In Genesis Lesson 1A, Pastor Armstrong states the word for God used is plural which shows evidence of the Trinity. However, if this was the case, wouldn't Jews read it that way as well? Instead Jewish scholars claim this is a use of honorific plural grammar. What other evidence can support this teaching?
Our understanding of the Trinity doesn't rest on a single verse of the Bible. The truth of the plurality of the Godhead is evident from the first verse of the Bible (Genesis 1:1) to the last (Rev 22:17-18). For a more detailed explanation of the Biblical truth of the Trinity, please read:
Regarding Genesis 1:1, the word for God (Elohim) is singular, but the verb "created" is conjugated in the plural form. While the rabbis explain this contraction as an "honorific" use of the verb, plural conjugations of singular subjects are not a common pattern in Scripture. If conjugating verbs in plural form was considered honorific, then shouldn't we expect prophets to use that form regularly? In reality, such a conjugation is rare, which demonstrates that the rabbis put forth that explanation merely to explain away an otherwise unexplainable feature of Hebrew in that verse.
The Jews received Genesis 1:1 from Moses written in this way to reflect the Trinity, yet they themselves never acknowledged nor appreciated this meaning. Still, they retained the plural form of "created" in Genesis 1:1 despite not understanding it because they were scrupulous in preserving and faithfully reproducing Scripture.

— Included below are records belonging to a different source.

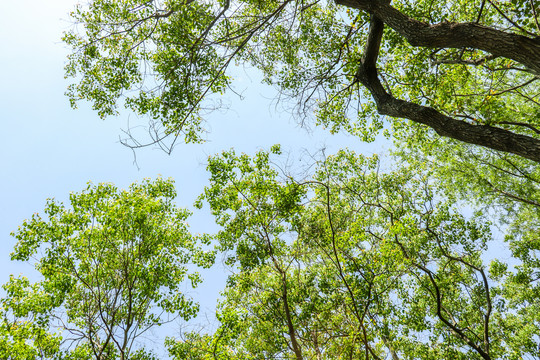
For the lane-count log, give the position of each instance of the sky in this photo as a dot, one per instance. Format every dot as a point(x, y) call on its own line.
point(48, 149)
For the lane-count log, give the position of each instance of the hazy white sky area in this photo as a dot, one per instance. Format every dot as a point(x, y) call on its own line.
point(47, 149)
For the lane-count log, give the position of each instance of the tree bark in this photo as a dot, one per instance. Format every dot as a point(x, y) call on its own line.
point(483, 135)
point(520, 48)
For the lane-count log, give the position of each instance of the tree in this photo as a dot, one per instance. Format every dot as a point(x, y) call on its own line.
point(467, 70)
point(356, 263)
point(111, 268)
point(353, 261)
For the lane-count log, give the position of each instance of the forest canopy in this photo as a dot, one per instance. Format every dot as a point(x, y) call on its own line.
point(429, 252)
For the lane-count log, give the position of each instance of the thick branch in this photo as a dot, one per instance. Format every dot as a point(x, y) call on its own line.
point(483, 135)
point(453, 35)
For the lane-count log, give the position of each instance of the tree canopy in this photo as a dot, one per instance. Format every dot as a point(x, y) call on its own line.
point(393, 257)
point(111, 268)
point(467, 70)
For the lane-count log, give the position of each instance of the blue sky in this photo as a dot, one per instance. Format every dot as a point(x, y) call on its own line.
point(48, 149)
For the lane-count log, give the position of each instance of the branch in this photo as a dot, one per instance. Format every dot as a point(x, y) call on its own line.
point(483, 135)
point(520, 48)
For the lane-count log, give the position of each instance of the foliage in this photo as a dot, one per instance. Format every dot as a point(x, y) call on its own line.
point(358, 263)
point(111, 266)
point(349, 262)
point(451, 65)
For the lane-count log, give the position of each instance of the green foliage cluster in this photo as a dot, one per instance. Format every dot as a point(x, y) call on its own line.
point(359, 259)
point(111, 265)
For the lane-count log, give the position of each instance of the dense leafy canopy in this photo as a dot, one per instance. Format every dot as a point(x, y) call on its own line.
point(357, 263)
point(354, 259)
point(468, 70)
point(111, 268)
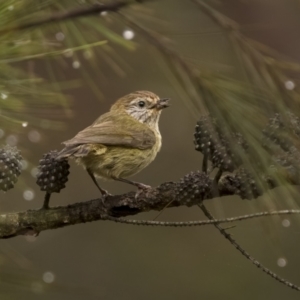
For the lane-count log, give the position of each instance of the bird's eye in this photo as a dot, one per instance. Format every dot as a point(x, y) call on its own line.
point(141, 103)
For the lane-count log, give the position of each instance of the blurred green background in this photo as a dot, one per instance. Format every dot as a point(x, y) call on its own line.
point(104, 260)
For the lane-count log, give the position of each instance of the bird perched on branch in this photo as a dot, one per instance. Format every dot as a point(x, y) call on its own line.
point(121, 142)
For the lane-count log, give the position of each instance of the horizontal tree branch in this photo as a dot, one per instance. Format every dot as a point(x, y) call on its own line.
point(169, 194)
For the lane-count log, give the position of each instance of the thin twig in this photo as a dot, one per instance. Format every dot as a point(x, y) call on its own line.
point(203, 222)
point(245, 253)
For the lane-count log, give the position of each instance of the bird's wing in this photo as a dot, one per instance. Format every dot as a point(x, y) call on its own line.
point(113, 133)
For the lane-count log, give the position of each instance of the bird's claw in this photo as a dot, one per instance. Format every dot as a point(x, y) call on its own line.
point(142, 188)
point(105, 194)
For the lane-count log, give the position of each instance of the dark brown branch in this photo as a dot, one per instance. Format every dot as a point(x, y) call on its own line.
point(171, 194)
point(72, 14)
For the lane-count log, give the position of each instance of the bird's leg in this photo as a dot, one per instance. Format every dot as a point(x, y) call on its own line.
point(104, 193)
point(141, 187)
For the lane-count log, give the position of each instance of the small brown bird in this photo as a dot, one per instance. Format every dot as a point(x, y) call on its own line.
point(121, 142)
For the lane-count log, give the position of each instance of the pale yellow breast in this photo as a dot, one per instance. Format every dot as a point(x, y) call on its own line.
point(111, 161)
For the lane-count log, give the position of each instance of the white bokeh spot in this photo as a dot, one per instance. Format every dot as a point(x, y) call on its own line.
point(28, 195)
point(48, 277)
point(128, 34)
point(281, 262)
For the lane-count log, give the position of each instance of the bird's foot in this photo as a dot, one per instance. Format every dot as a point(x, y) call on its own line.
point(105, 194)
point(142, 189)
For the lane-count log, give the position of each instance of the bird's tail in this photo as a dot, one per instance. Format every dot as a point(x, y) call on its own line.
point(73, 150)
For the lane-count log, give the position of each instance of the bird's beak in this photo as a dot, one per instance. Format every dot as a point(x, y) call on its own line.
point(162, 103)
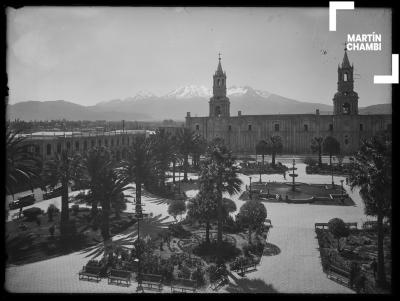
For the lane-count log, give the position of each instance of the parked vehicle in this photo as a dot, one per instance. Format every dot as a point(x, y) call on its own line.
point(52, 194)
point(22, 202)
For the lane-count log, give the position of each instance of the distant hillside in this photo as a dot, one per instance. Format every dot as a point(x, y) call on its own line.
point(146, 106)
point(384, 108)
point(59, 109)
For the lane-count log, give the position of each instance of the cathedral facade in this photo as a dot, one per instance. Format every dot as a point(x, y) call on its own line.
point(242, 132)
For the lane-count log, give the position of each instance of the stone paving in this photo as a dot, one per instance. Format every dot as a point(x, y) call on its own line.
point(297, 269)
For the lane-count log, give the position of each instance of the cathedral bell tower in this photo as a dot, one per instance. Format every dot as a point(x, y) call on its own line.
point(219, 103)
point(345, 101)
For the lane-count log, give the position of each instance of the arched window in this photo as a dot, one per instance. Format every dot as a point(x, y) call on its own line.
point(48, 149)
point(346, 108)
point(217, 111)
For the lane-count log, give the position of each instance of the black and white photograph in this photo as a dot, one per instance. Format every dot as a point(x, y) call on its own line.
point(199, 149)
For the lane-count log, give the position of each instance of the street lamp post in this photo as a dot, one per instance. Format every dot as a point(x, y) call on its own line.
point(139, 215)
point(341, 181)
point(250, 188)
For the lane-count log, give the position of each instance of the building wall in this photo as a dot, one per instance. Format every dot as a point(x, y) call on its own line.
point(116, 142)
point(296, 139)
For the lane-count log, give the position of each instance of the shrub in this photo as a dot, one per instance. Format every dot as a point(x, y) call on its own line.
point(177, 207)
point(178, 231)
point(75, 209)
point(338, 229)
point(310, 161)
point(32, 213)
point(198, 276)
point(184, 272)
point(51, 210)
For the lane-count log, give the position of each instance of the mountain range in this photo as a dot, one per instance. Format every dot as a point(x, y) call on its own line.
point(146, 106)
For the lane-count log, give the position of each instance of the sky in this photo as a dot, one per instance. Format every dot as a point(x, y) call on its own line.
point(88, 55)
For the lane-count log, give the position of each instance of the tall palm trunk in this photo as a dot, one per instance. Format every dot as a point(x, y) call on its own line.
point(105, 226)
point(249, 235)
point(381, 277)
point(208, 232)
point(138, 196)
point(320, 155)
point(173, 171)
point(185, 167)
point(64, 208)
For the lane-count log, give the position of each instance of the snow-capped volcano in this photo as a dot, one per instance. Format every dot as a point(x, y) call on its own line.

Meanwhile, those who have been enlightened by the Spirit (i.e., believers) can recognize the Trinity reflected in the plural conjugation of "created," because we also have John's account confirming for us that Jesus was the Creator God within the Trinity:
John 1:1 In the beginning was the Word, and the Word was with God, and the Word was God.

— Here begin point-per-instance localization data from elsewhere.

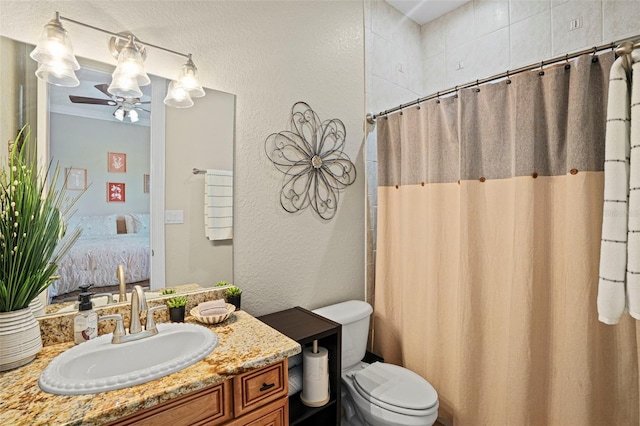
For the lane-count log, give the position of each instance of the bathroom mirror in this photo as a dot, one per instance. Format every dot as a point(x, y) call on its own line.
point(199, 137)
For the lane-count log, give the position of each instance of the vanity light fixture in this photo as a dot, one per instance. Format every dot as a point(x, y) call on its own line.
point(57, 65)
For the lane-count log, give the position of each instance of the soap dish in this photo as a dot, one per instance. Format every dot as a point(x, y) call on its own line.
point(213, 319)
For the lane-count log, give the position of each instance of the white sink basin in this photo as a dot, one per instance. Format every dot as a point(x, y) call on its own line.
point(98, 365)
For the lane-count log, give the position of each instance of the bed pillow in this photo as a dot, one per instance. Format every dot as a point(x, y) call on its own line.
point(96, 226)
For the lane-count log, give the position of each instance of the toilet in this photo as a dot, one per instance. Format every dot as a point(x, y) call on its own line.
point(377, 394)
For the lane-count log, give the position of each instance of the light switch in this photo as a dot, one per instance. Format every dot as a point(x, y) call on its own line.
point(174, 216)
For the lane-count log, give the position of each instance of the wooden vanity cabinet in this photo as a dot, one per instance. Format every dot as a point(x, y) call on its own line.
point(254, 398)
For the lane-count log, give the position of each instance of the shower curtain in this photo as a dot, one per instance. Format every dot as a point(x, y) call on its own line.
point(489, 221)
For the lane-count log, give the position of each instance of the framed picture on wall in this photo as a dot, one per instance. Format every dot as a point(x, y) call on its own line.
point(76, 178)
point(117, 162)
point(115, 192)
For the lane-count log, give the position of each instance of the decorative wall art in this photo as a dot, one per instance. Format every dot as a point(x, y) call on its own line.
point(76, 178)
point(311, 158)
point(115, 192)
point(117, 162)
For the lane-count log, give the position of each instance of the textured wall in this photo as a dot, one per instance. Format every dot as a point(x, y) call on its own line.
point(270, 54)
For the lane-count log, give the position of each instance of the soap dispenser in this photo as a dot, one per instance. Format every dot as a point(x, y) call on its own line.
point(85, 324)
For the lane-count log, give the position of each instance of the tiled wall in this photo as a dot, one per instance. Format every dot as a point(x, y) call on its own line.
point(393, 63)
point(477, 40)
point(483, 38)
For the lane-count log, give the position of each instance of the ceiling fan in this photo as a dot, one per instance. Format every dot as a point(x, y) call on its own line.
point(126, 107)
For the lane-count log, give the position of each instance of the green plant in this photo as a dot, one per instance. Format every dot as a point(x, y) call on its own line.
point(33, 210)
point(177, 302)
point(233, 291)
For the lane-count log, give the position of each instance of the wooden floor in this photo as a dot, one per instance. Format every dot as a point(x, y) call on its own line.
point(72, 296)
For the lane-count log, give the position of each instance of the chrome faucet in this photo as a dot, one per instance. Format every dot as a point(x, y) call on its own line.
point(136, 332)
point(122, 284)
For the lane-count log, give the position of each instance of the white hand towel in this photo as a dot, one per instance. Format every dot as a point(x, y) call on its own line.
point(218, 204)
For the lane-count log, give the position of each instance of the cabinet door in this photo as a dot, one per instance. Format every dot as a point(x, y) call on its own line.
point(274, 414)
point(210, 406)
point(256, 388)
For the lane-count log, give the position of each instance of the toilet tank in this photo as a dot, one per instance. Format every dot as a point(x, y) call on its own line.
point(354, 316)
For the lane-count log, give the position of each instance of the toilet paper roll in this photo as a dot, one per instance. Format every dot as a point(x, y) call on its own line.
point(315, 377)
point(295, 379)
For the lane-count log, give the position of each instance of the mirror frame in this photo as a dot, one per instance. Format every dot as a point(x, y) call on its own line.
point(156, 169)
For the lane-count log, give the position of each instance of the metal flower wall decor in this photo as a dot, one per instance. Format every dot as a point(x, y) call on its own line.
point(311, 158)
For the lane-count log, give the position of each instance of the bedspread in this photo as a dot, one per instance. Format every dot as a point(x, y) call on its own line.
point(95, 260)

John 1:2 He was in the beginning with God.
John 1:3 All things came into being through Him, and apart from Him nothing came into being that has come into being.
As does Paul:
Col. 1:15 He is the image of the invisible God, the firstborn of all creation.
Col. 1:16 For by Him all things were created, both in the heavens and on earth, visible and invisible, whether thrones or dominions or rulers or authorities — all things have been created through Him and for Him.
Col. 1:17 He is before all things, and in Him all things hold together.
Col. 1:18 He is also head of the body, the church; and He is the beginning, the firstborn from the dead, so that He Himself will come to have first place in everything.
Col. 1:19 For it was the Father’s good pleasure for all the fullness to dwell in Him,
And in both passages, we see John and Paul distinguishing the Father ("God") from Jesus, yet both tell us that Jesus is the Creator God. Clearly, the Godhead is plural.